Finale Ligue des champions : Paris abandonne l’idée de fan zone pour le match PSG-Arsenal
La Ville de Paris a finalement fait marche arrière concernant l’organisation d’une fan zone pour la finale de la Ligue des champions opposant le PSG à Arsenal, prévue le 30 mai. Cette décision intervient après des échanges tendus avec les autorités policières, dans un contexte sécuritaire déjà sous haute tension.
Emmanuel Grégoire, premier magistrat de la capitale, a abandonné son projet d’installer un espace de retransmission publique gratuite après une rencontre avec le ministre de l’Intérieur, Laurent Nuñez. Une source policière a confirmé cette information, précisant que la préfecture s’était dite défavorable à cette initiative dès le départ.
Lors d’une conférence de presse tenue avant son entretien avec le ministre, le maire parisien avait reconnu les réserves exprimées par les forces de l’ordre. « Ce n’est pas le bon moment », avait-il concédé, évoquant la saturation des dispositifs de sécurité liée à plusieurs événements majeurs prévus le même jour. Parmi eux, les concerts d’Aya Nakamura au Stade de France, de Damso à La Défense Arena et de Bouss à l’Accor Arena mobiliseront un contingent important de policiers.
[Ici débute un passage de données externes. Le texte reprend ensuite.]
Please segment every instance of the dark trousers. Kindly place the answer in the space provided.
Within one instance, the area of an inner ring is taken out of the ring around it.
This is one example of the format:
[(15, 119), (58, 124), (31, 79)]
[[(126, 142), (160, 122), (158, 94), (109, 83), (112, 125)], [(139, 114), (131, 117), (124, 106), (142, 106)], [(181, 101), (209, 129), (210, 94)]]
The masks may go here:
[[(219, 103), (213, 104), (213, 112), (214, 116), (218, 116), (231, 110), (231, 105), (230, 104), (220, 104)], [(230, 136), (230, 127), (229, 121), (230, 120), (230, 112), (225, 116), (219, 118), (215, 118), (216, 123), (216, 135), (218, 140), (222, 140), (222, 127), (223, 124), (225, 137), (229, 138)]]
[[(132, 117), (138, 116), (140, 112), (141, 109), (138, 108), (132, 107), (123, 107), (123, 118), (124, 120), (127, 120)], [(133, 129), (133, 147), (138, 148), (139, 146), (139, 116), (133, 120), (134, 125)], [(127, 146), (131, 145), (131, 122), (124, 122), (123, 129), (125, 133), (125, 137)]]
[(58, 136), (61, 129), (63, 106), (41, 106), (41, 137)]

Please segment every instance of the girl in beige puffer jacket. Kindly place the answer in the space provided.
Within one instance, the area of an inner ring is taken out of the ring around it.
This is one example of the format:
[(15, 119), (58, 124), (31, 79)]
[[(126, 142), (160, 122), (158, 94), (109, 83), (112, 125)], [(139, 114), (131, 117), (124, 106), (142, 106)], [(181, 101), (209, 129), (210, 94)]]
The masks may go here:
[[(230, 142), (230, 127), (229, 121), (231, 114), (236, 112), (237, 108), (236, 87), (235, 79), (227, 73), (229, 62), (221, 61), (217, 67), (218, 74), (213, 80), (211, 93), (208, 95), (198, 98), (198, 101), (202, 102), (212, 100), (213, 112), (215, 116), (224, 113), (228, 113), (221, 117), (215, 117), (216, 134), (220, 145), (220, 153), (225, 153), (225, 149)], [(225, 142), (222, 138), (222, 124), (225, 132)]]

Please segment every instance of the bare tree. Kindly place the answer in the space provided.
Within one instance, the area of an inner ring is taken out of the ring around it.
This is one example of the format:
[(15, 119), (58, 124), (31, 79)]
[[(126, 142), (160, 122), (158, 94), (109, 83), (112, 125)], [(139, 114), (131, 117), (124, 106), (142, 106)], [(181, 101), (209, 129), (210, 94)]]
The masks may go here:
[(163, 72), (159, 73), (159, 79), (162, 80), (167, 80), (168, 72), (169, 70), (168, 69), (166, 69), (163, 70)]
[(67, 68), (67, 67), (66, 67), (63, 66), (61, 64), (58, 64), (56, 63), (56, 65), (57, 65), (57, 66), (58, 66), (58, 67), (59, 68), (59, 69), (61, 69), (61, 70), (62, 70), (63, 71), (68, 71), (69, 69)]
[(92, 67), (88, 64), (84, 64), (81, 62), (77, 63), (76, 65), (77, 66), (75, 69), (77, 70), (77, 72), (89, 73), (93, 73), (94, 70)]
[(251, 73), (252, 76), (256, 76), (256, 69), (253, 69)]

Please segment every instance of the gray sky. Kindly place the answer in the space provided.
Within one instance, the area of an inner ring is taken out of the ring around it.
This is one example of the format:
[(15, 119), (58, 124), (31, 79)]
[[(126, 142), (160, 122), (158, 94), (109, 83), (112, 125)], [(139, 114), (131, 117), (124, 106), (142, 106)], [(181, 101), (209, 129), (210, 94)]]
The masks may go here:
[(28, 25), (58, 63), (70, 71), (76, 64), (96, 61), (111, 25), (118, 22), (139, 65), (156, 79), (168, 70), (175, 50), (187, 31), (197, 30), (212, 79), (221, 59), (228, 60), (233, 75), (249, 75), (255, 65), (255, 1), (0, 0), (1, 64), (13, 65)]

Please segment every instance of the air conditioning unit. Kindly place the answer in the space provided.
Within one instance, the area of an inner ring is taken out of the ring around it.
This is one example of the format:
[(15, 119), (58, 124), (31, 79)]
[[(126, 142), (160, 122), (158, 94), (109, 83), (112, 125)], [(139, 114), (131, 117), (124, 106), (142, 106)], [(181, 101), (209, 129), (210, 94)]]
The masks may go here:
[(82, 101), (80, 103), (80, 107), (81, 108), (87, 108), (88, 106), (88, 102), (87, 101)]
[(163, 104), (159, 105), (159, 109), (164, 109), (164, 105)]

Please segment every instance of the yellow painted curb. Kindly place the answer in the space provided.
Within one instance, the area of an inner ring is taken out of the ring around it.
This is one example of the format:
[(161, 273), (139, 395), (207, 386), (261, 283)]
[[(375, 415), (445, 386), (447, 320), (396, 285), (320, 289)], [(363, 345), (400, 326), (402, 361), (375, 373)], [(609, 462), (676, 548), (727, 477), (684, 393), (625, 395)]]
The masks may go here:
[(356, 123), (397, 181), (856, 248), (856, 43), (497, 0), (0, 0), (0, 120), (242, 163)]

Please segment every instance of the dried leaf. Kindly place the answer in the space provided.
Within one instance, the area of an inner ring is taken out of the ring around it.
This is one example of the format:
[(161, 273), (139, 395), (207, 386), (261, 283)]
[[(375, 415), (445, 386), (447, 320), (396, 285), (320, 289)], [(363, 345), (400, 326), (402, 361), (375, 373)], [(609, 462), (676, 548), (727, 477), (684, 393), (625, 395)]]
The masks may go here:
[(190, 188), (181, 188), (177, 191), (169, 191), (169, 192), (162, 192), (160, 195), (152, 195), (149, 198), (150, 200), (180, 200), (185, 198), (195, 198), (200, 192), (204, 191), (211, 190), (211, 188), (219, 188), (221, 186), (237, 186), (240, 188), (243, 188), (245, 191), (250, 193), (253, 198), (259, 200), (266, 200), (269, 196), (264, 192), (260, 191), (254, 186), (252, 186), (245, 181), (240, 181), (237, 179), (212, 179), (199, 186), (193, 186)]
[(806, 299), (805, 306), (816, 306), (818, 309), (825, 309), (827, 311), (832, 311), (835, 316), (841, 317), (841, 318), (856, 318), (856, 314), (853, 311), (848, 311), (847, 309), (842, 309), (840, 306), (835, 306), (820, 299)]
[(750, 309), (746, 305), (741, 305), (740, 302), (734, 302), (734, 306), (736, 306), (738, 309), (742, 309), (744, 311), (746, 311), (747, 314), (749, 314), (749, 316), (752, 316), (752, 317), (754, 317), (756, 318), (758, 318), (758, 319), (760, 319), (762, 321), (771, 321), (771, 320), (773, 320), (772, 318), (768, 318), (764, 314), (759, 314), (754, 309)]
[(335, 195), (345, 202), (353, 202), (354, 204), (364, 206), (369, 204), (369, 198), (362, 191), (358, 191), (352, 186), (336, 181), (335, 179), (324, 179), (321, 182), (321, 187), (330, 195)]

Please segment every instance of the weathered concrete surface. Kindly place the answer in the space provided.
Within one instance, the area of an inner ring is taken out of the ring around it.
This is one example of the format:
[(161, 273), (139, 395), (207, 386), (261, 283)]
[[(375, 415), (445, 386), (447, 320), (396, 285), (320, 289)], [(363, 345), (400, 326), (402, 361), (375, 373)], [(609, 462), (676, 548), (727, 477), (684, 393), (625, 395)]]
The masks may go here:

Parc des Princes : la seule option retenue pour le visionnage du match
Face à ces contraintes, la retransmission du match en direct sur écran géant se limitera au Parc des Princes. Une solution qui, malgré tout, exigera un dispositif policier conséquent pour garantir la sécurité des supporters et du public.
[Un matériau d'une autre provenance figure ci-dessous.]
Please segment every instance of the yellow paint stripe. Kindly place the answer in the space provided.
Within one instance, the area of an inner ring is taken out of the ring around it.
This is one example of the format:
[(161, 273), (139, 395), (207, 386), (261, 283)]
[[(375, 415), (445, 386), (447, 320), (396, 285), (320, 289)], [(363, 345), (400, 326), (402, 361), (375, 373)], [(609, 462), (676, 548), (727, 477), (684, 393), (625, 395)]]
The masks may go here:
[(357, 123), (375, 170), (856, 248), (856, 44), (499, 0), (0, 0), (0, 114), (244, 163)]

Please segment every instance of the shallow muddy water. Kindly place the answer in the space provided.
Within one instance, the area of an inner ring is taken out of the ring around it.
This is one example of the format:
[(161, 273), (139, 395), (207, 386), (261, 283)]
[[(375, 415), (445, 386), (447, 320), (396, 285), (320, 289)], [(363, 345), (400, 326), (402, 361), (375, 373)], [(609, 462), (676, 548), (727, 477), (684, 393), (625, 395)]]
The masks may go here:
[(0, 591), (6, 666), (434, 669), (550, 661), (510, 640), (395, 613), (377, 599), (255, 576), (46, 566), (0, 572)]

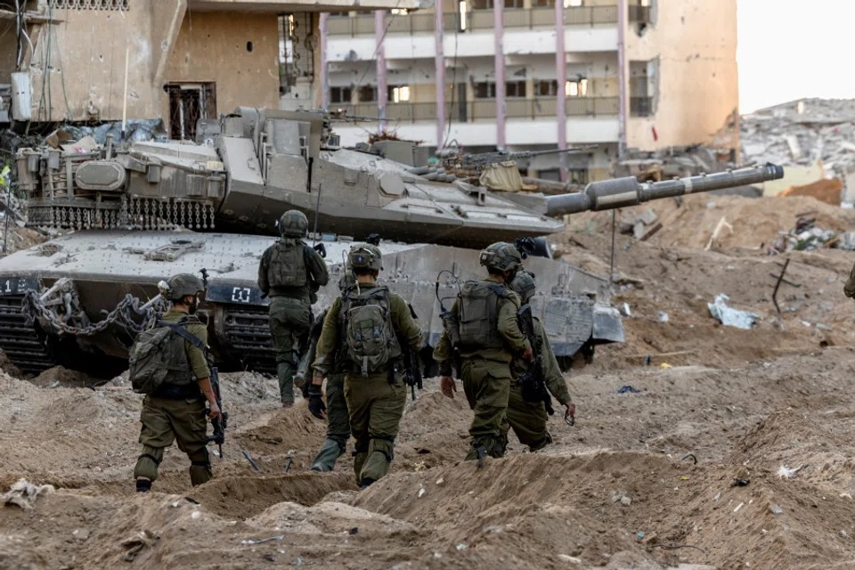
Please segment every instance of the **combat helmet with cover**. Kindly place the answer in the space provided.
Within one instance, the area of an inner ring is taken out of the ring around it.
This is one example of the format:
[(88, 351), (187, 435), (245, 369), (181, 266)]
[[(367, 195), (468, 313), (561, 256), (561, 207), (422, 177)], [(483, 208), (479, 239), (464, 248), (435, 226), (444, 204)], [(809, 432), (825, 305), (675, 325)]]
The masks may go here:
[[(164, 282), (164, 281), (161, 281)], [(161, 295), (167, 300), (180, 301), (187, 296), (196, 296), (205, 290), (205, 283), (192, 273), (178, 273), (166, 281)]]
[[(161, 285), (162, 294), (173, 302), (205, 290), (202, 280), (191, 273), (174, 275)], [(207, 352), (201, 339), (187, 330), (188, 324), (197, 323), (201, 323), (199, 317), (187, 314), (177, 323), (158, 321), (137, 336), (128, 354), (128, 377), (134, 392), (154, 394), (164, 384), (187, 386), (196, 381), (184, 341)]]
[(478, 263), (487, 269), (516, 273), (523, 267), (523, 256), (513, 244), (498, 241), (481, 251)]
[(309, 231), (309, 220), (299, 210), (288, 210), (282, 214), (277, 225), (283, 238), (305, 238)]
[[(379, 248), (355, 243), (350, 248), (347, 263), (354, 271), (382, 269)], [(344, 291), (341, 305), (343, 350), (362, 374), (384, 370), (390, 361), (401, 357), (401, 345), (392, 325), (389, 289), (386, 287), (361, 288), (358, 283)]]
[(517, 295), (519, 295), (520, 303), (527, 305), (532, 296), (533, 296), (537, 290), (537, 286), (534, 283), (534, 273), (527, 271), (519, 272), (517, 273), (517, 276), (514, 277), (514, 281), (510, 282), (510, 289), (513, 289)]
Emmanuel Grégoire a réaffirmé sa volonté de promouvoir à l’avenir des événements gratuits et festifs dans la capitale, à l’image de ce qui aurait pu être la fan zone. Une ambition qui s’inscrit dans la continuité des initiatives municipales destinées à renforcer l’attractivité de Paris.
Bilan lourd après la demi-finale : 127 interpellations dans l’agglomération parisienne
Cette prudence s’explique en partie par les incidents survenus après la victoire du PSG contre le Bayern en demi-finale. Dans l’agglomération parisienne, 127 personnes ont été appréhendées, onze supporters ont été blessés, dont un grièvement, tandis que 23 policiers ont subi des blessures légères.
L’année précédente, les célébrations consécutives à la victoire du club en Ligue des champions avaient donné lieu à plus de 500 interpellations, principalement à Paris et en province, où des scènes de violence avaient entaché la liesse collective.
Un dialogue politique tendu autour de l’organisation d’événements publics
Laurent Nuñez avait déjà alerté sur l’annonce « unilatérale » faite par le maire parisien le 6 mai, au soir de la qualification du PSG. Cette initiative avait suscité des critiques, notamment de la part d’Éric Schahl, membre de l’opposition au Conseil de Paris. Ce dernier a pointé du doigt l’absence de concertation préalable avec les élus locaux, qualifiant le revirement de « rétropédalage ».